On a serious note—even though it sounds really cheesy—what scares me most is the thought of dying alone, without ever being loved for who I am. It’s so corny! But I didn’t know myself in the past, not really, so how could my partners really know me or genuinely love me? I didn’t have nurturing parents, either. It’s that existential fear of vanishing, of nonexistence erasing one’s impact or imprint and the looming threat of erasure’s immanence rendering all action meaningless. It’s the kind of fear that makes people turn to religion. Someone very close to me did that and ruined their life. I guess writing that story is too dark for me right now. I’ve thought many times about writing it, but not yet. It’s too dark. That’s the story I’m afraid to tell.
Having said that, I want to drop my current project immediately and start drafting now! That’s how my mind works. The darker, the better.
Lastly, there has been discourse in the horror industry about separating or not separating the artist from the art. Do you care to weigh in on this discussion with me?
It’s interesting to end a conversation where I’ve been very frank about personal information by saying it’s nobody’s business, but that’s the truth! What I think, feel, or do as a human shouldn’t have any effect on whether or not you enjoy my writing. Readers who try to extrapolate the author’s personality from their fiction and then judge the morality of the author based on this imaginary person they have concocted are quite bizarre to me. On a superficial level, I want to say, get a life. Meet some real people. Get outside.

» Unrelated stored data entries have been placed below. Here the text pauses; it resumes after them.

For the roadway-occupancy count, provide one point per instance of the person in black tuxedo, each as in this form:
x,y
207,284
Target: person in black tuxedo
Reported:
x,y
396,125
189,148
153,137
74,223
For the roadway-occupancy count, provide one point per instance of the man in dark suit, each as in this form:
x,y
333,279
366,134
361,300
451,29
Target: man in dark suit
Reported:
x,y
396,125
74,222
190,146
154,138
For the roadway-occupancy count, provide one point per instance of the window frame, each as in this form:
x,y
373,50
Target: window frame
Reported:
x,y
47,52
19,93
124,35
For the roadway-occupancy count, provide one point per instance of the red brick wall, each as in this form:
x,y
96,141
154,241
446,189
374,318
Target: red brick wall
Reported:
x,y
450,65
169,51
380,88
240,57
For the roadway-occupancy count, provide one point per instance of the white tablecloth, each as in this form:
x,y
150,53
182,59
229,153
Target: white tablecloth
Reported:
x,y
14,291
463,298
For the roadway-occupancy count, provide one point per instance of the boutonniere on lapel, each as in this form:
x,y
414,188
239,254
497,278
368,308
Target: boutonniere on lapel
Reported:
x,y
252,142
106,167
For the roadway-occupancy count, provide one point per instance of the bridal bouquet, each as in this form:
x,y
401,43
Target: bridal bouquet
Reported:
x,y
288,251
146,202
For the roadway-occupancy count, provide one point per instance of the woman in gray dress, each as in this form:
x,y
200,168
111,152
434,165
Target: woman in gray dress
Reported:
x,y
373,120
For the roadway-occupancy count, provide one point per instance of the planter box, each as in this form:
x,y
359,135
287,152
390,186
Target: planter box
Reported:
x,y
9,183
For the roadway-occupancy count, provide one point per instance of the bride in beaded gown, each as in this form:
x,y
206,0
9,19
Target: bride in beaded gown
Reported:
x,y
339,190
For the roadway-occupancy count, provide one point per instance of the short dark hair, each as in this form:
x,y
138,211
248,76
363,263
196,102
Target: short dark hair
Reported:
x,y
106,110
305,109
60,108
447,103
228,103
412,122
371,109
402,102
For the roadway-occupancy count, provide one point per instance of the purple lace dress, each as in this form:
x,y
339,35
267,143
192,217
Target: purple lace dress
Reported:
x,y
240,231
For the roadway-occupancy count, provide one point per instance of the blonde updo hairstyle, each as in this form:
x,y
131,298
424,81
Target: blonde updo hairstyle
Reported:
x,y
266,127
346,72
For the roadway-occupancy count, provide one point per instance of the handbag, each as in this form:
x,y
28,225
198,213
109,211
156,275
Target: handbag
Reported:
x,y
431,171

It’s a bit of a digital disease. The problem is in seeing only the surface that’s presented and mistaking it for the full human, which is how we tend to present online. I’m lucky as an older person and a keeper of many secrets to have seen people in much more multifaceted forms, so to speak. I’ve also made it a practice to look for many facets. That nice lady serving your lunch at the diner has a whole backstory and drama of epic proportions you will never know. She may be a former murderer. I think about this all the time when I interact with people. There is so much we don’t see, and without all the information—information we’ll never have—we cannot put ourselves in a position to judge who is allowed to write what.
How can fiction possibly be transgressive or transformational if the writer is afraid of exploring the forbidden and unseen? How can readers expect a true and rich experience if they a priori stake out specific boundaries? I feel strongly that art and fiction matter, and though these documents we call stories are little monuments to our past selves, they are not us. Let the “death of the author” prevail; we are more than the sum of these parts.
Well, I'm a fan of the last line in this interview as a closing statement:
Let the death of the author prevail; we are more than the sum of these parts.